A estas razões teológicas e eclesiais acrescentam-se algumas de carácter sociológico: a primeira de todas é a notável diminuição da natalidade, com a conseguinte diminuição dos jovens e das jovens vocações. Também este é um factor que não pode ser ignorado. Tudo está relacionado. Às vezes, estabelecem-se premissas e depois não se quer aceitar as consequências, mas estas são inevitáveis.
O primeiro e irrenunciável remédio para a diminuição das vocações foi sugerido pelo próprio Jesus: “Orai, portanto, ao dono da messe, para que envie operários para a sua messe” (Mt 9, 38). Este é o realismo da pastoral das vocações. A oração pelas vocações – uma intensa, universal, dilatada rede de oração e de adoração eucarística, que envolva todas as pessoas – é a verdadeira e única resposta possível para a crise da resposta às vocações. Onde este comportamento orante é vivido de forma estabelecida, pode-se afirmar que se leva a cabo uma recuperação real.
É fundamental, além disso, prestar atenção à identidade e especificidade na vida eclesial, de sacerdotes, religiosos – estes na peculiaridade dos carismas fundacionais dos próprios institutos de pertença – e fiéis leigos, para que cada um possa, na verdade e na liberdade, compreender e acolher a vocação que Deus pensou para ele. Mas cada um deve ser autêntico e cada dia deve comprometer-se em tornar-se o que é.

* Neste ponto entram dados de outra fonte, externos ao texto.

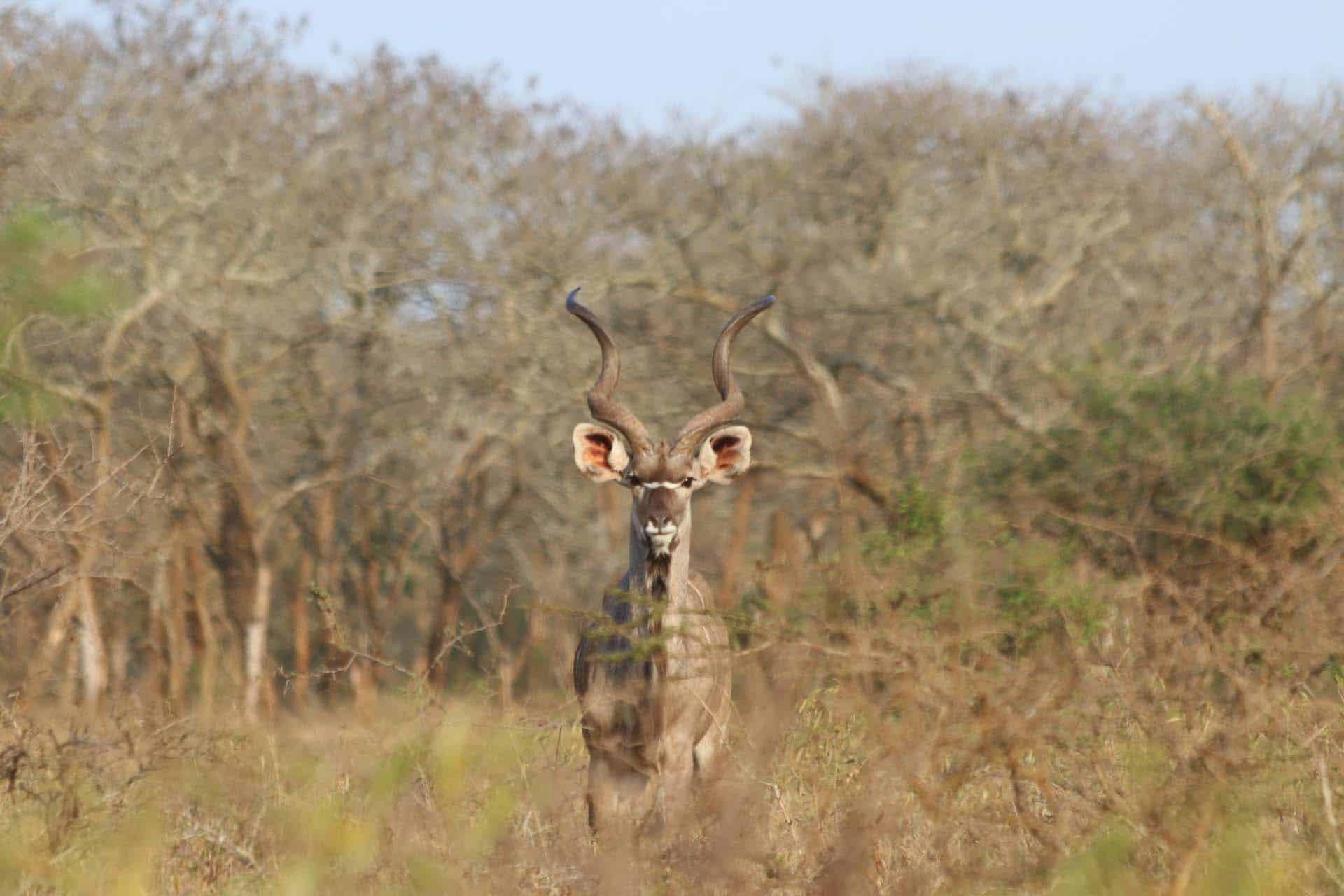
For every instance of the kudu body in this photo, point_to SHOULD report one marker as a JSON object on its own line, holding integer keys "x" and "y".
{"x": 652, "y": 675}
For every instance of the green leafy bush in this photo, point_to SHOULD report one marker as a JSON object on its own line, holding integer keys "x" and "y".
{"x": 1177, "y": 460}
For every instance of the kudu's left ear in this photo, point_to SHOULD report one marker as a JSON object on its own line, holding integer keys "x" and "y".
{"x": 724, "y": 456}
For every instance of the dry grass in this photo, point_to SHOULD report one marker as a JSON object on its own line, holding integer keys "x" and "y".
{"x": 892, "y": 741}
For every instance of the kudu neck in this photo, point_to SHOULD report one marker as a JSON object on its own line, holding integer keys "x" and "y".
{"x": 659, "y": 577}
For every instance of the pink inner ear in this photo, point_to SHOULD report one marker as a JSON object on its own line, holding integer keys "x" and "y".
{"x": 723, "y": 442}
{"x": 598, "y": 450}
{"x": 726, "y": 460}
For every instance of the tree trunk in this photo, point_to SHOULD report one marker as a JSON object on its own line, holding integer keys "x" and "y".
{"x": 206, "y": 629}
{"x": 445, "y": 625}
{"x": 93, "y": 654}
{"x": 302, "y": 634}
{"x": 254, "y": 644}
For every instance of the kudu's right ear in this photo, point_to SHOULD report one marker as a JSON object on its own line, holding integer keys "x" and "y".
{"x": 598, "y": 453}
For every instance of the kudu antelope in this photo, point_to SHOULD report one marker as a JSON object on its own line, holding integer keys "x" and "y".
{"x": 652, "y": 676}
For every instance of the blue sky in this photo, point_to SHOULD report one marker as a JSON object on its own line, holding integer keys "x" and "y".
{"x": 722, "y": 61}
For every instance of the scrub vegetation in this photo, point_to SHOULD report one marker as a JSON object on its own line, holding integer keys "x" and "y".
{"x": 1034, "y": 583}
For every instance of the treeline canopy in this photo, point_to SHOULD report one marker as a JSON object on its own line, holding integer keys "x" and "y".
{"x": 286, "y": 382}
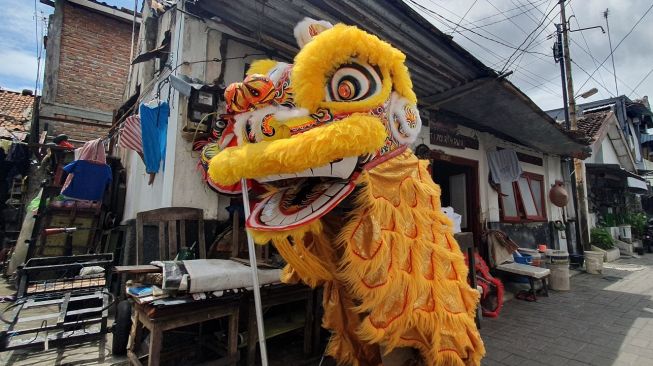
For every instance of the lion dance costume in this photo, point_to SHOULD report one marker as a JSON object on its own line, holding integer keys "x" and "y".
{"x": 345, "y": 202}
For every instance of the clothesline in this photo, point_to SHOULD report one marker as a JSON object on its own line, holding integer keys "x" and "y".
{"x": 117, "y": 127}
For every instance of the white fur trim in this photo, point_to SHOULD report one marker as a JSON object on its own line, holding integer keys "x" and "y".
{"x": 277, "y": 71}
{"x": 408, "y": 134}
{"x": 308, "y": 28}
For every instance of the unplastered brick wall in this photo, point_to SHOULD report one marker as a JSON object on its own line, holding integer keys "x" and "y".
{"x": 93, "y": 59}
{"x": 76, "y": 131}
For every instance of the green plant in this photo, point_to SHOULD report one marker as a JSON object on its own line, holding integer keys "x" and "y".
{"x": 637, "y": 222}
{"x": 601, "y": 238}
{"x": 610, "y": 220}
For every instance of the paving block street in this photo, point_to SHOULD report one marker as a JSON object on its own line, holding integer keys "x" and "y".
{"x": 604, "y": 320}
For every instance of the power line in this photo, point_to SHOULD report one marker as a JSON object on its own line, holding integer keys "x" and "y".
{"x": 528, "y": 36}
{"x": 528, "y": 12}
{"x": 499, "y": 14}
{"x": 38, "y": 49}
{"x": 505, "y": 19}
{"x": 478, "y": 34}
{"x": 641, "y": 81}
{"x": 464, "y": 15}
{"x": 439, "y": 18}
{"x": 585, "y": 71}
{"x": 614, "y": 70}
{"x": 619, "y": 44}
{"x": 588, "y": 51}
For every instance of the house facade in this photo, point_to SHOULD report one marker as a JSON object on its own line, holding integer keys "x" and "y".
{"x": 618, "y": 168}
{"x": 468, "y": 110}
{"x": 86, "y": 68}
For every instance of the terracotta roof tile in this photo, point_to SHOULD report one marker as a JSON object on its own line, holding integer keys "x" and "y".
{"x": 15, "y": 110}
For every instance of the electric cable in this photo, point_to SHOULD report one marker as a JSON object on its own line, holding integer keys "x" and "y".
{"x": 619, "y": 44}
{"x": 464, "y": 15}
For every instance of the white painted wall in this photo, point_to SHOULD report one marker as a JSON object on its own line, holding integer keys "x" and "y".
{"x": 551, "y": 169}
{"x": 608, "y": 153}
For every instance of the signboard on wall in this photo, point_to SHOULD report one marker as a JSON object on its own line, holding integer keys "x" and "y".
{"x": 452, "y": 139}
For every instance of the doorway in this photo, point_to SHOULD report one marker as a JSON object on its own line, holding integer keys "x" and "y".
{"x": 458, "y": 181}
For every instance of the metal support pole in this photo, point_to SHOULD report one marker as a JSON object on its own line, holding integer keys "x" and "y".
{"x": 256, "y": 288}
{"x": 579, "y": 167}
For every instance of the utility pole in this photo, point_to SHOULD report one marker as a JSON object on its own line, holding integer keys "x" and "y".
{"x": 582, "y": 209}
{"x": 614, "y": 70}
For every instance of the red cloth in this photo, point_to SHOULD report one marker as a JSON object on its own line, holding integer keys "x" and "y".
{"x": 492, "y": 298}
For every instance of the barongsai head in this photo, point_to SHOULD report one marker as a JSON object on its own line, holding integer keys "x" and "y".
{"x": 306, "y": 131}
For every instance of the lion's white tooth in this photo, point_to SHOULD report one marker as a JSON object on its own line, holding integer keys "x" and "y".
{"x": 344, "y": 167}
{"x": 334, "y": 189}
{"x": 322, "y": 171}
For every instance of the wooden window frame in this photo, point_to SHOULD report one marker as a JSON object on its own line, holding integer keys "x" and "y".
{"x": 522, "y": 216}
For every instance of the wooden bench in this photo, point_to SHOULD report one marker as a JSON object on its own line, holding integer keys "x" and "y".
{"x": 531, "y": 272}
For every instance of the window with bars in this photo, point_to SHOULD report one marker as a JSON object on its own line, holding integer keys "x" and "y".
{"x": 523, "y": 200}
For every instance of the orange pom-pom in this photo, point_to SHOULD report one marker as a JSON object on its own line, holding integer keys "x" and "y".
{"x": 259, "y": 89}
{"x": 235, "y": 98}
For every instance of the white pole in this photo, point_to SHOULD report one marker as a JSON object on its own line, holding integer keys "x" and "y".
{"x": 256, "y": 288}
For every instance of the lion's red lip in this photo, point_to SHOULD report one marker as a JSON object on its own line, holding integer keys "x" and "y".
{"x": 300, "y": 203}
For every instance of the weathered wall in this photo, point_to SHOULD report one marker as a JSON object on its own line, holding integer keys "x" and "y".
{"x": 526, "y": 234}
{"x": 94, "y": 59}
{"x": 87, "y": 63}
{"x": 180, "y": 184}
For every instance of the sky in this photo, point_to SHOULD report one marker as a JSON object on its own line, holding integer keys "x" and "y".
{"x": 491, "y": 30}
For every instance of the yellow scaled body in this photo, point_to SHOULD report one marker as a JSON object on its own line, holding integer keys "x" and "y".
{"x": 393, "y": 275}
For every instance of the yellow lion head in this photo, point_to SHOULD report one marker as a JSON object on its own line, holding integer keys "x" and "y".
{"x": 306, "y": 131}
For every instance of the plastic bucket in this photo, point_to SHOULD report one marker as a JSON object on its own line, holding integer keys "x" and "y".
{"x": 557, "y": 257}
{"x": 559, "y": 278}
{"x": 593, "y": 262}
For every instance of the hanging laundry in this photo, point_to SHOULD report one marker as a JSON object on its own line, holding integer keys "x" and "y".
{"x": 19, "y": 155}
{"x": 130, "y": 135}
{"x": 504, "y": 166}
{"x": 5, "y": 145}
{"x": 89, "y": 176}
{"x": 154, "y": 129}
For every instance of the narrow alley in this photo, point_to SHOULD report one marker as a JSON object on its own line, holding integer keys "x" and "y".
{"x": 604, "y": 320}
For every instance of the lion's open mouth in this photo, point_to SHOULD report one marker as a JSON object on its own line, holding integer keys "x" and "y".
{"x": 304, "y": 196}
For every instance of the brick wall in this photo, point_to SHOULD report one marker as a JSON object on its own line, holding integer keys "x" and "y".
{"x": 93, "y": 60}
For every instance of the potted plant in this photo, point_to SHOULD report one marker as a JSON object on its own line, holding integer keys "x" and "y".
{"x": 602, "y": 241}
{"x": 611, "y": 224}
{"x": 601, "y": 238}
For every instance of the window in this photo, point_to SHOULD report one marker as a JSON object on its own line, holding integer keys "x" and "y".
{"x": 523, "y": 200}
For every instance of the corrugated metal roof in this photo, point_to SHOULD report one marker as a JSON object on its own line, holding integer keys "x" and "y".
{"x": 441, "y": 70}
{"x": 590, "y": 123}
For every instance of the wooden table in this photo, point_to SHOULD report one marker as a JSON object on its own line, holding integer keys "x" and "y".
{"x": 279, "y": 295}
{"x": 466, "y": 244}
{"x": 183, "y": 316}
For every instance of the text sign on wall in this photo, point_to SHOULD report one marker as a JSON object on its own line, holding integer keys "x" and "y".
{"x": 452, "y": 139}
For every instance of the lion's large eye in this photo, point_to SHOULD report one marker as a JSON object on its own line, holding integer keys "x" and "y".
{"x": 352, "y": 82}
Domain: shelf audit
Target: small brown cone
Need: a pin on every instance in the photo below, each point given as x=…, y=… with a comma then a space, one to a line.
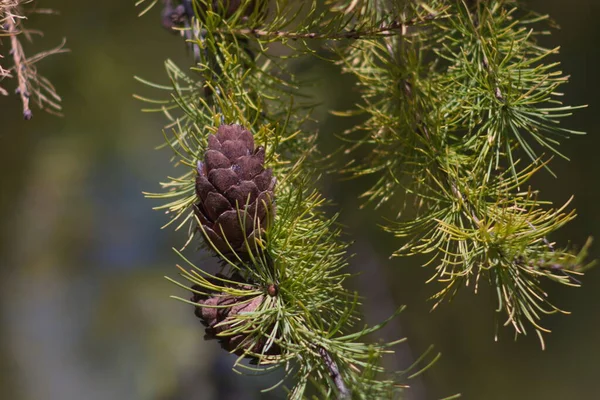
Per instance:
x=217, y=309
x=235, y=192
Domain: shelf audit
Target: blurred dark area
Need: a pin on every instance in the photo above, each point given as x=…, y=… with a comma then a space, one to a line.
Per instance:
x=85, y=312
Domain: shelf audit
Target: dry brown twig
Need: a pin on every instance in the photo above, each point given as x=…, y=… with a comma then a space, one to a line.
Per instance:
x=30, y=84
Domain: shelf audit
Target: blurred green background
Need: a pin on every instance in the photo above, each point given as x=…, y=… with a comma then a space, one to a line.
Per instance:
x=85, y=312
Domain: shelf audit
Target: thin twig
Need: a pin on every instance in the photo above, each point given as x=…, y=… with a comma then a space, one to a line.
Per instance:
x=19, y=57
x=334, y=373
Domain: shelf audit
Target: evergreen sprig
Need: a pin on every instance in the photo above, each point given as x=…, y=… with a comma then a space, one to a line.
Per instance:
x=451, y=108
x=302, y=319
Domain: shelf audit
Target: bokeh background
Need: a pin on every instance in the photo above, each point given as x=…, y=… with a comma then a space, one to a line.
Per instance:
x=84, y=310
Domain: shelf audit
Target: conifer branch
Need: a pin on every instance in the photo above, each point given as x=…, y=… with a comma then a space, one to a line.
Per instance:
x=280, y=298
x=472, y=94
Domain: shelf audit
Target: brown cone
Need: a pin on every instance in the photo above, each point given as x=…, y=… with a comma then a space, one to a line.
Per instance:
x=229, y=306
x=234, y=190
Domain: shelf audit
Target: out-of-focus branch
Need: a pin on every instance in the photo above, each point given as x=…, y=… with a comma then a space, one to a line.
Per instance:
x=30, y=84
x=19, y=58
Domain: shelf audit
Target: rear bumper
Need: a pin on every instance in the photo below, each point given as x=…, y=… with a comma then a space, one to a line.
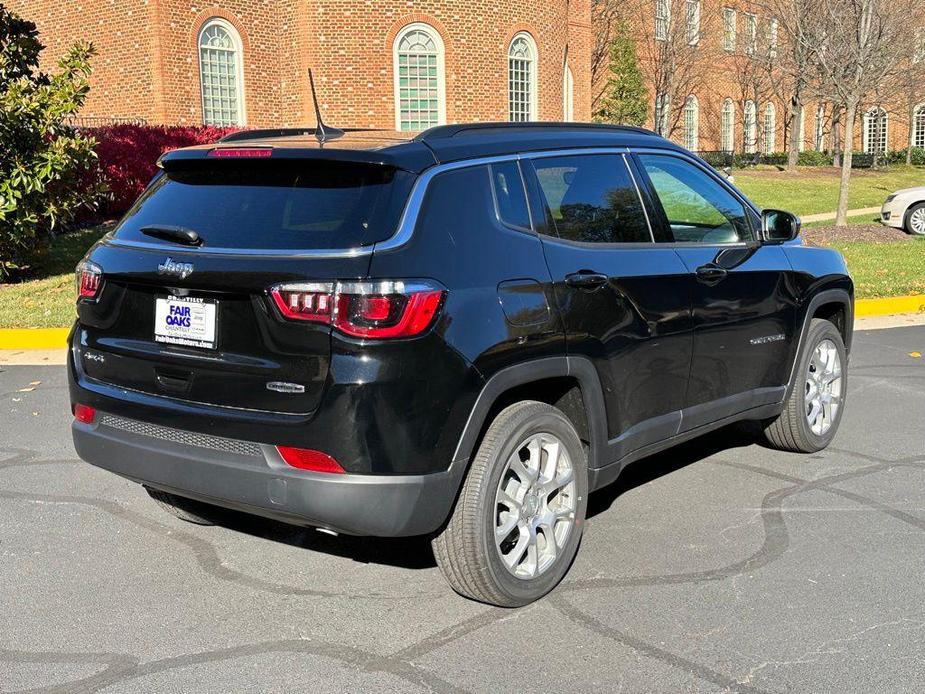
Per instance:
x=252, y=478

Neste momento histórico, se o senhor tivesse que resumir a situação geral, o que diria?Cardeal: O nosso programa não pode ser influenciado por querer estar por cima a todo custo, de querer sentir-nos aplaudidos pela opinião pública: nós devemos somente servir, por amor e com amor, o nosso Deus no nosso próximo, seja ele quem for, conscientes de que o Salvador é somente Jesus. Devemos deixá-lo passar, deixá-lo agir através das nossas pobres pessoas e do nosso compromisso quotidiano. Devemos colocar o que é “nosso”, mas também o que é “seu”. Nós, diante das situações aparentemente mais desastrosas, não nos devemos assustar. O Senhor, na barca de Pedro, parecia dormir, parecia! Devemos agir com energia, como se tudo dependesse de nós, mas com a paz de quem sabe que tudo depende do Senhor.
Portanto, devemos recordar que o nome do amor, no tempo, é “fidelidade”! O crente sabe que Ele é o Caminho, a Verdade e a Vida, e não é “um” caminho, “uma” verdade, “uma” vida. Portanto, a coragem da verdade, pagando o preço de receber insultos e desprezo, é a chave da missão na nossa sociedade; é esta coragem que se une ao amor, à caridade pastoral, que deve ser recuperada e que torna fascinante, hoje mais do que nunca, a vocação cristã. Cito o programa formulado sinteticamente em Stuttgart pelo Conselho da Igreja Evangélica em 1945: “Anunciar com mais coragem, rezar com mais confiança, crer com mais alegria, amar com mais paixão”.